The once magnificent Town Hall of Curepipe laid its first stone at its current location on the 4th of February 1902 by governor Sir Charles Bruce. The story behind the building somehow dates since earlier than the year of its foundation and construction at Curepipe. We must somehow understand that during the late 19th Century, Curepipe wasn’t yet managed by a Municipality but a board of selected members.
On this plot of land during the years 1880/90s stood a casino which unfortunately by the end of the century was very much unmaintained and in ruin. The inhabitants of Curepipe had for one cause asked the ‘Board’ to provide a hall for celebrations as well as public gatherings, and as a matter of coincidence (or luck), one of the most beautiful residences of the island, ‘La Malmaison’ in Moka, was on sale. The ‘Board’ purchased the said structure for the sum of Rs 25,000 and it was agreed with Mr Manuel, the architect, to disassemble it at Moka and reassemble it at Curepipe on an additional plot of land purchased by the board next to the Casino.

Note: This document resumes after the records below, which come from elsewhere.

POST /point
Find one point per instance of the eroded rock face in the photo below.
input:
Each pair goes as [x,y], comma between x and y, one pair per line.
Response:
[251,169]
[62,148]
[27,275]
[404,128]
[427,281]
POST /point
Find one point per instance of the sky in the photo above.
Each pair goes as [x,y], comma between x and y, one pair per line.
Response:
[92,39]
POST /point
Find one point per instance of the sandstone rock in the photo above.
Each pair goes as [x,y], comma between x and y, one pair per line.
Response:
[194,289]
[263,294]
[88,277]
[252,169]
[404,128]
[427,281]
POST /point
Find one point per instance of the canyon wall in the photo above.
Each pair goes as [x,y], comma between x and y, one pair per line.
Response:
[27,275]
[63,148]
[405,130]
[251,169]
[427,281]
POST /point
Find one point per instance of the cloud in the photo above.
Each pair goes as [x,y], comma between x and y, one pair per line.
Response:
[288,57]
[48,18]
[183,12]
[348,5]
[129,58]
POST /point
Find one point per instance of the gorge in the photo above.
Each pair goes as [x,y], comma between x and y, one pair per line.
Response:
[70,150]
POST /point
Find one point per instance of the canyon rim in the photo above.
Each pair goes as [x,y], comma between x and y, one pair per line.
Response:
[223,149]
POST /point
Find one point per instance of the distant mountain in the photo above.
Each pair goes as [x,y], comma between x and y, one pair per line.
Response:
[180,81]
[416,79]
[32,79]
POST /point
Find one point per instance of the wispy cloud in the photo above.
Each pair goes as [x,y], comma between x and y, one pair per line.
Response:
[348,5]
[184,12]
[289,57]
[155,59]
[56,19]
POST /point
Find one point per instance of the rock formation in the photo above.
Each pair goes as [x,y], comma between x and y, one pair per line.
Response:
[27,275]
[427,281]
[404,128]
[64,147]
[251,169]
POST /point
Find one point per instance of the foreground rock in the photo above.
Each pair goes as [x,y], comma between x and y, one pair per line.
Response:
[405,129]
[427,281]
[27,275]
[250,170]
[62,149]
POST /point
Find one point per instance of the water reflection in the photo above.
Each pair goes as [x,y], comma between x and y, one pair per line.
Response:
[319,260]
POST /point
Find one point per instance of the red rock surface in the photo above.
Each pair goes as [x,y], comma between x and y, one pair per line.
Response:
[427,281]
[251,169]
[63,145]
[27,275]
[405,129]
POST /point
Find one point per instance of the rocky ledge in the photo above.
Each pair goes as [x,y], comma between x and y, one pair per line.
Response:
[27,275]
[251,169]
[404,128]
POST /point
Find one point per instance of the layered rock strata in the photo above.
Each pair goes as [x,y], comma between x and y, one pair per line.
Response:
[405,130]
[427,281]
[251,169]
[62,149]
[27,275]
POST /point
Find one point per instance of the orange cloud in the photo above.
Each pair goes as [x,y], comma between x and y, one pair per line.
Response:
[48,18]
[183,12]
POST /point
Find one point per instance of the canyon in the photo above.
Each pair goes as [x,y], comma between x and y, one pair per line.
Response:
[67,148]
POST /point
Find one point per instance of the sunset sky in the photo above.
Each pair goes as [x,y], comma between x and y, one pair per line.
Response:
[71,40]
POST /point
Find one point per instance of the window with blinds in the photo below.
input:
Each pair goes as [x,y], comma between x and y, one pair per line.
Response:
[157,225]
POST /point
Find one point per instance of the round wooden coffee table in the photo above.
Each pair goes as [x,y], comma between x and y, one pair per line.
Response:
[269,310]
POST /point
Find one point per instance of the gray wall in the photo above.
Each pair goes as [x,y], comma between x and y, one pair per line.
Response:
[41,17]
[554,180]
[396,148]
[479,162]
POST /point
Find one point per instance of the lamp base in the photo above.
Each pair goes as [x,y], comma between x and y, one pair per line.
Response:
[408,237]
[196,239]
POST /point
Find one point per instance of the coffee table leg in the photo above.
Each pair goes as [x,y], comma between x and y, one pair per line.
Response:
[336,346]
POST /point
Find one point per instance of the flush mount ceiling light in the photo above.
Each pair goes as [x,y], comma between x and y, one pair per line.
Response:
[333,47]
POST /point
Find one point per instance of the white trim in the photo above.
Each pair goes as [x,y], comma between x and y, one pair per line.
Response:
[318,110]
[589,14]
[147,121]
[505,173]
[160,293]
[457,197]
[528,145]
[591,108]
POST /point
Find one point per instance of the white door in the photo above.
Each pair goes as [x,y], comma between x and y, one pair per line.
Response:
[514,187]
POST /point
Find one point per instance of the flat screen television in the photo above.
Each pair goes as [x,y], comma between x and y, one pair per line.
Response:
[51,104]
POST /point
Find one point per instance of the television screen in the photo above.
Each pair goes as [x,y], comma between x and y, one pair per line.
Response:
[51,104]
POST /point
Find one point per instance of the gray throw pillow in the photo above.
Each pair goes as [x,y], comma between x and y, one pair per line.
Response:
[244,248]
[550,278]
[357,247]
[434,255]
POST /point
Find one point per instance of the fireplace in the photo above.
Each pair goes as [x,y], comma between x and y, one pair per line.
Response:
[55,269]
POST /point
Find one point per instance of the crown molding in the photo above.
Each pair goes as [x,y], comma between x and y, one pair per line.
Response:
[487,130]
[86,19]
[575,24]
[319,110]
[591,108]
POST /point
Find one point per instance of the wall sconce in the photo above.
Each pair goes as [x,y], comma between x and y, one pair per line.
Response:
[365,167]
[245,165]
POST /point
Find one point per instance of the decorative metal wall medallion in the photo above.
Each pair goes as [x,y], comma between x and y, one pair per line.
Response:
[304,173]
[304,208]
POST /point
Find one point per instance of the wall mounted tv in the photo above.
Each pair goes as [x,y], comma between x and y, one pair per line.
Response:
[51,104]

The idea was to construct a town hall surrounded by a vast garden where the population of Curepipe could use for recreational activities. Whilst the initial access towards the town hall was through Chasteauneuf Street, the Board also thought worthy to add a second access towards Royal Street, idea which resulted in an additional purchase of land from the ‘Couvent du Bon Secours’ for this purpose. With all these new extensions in land space, the board also decided to ask the architect, Mr Manuel, to increase the area of the architecture during its reassembling process to make it bigger. The end result gave birth to the actual Town Hall, very well proportioned and which made the pride of the town of Curepipe. The building was finally inaugurated on the 23rd of December 1902 by the same governor, Sir Charles Bruce.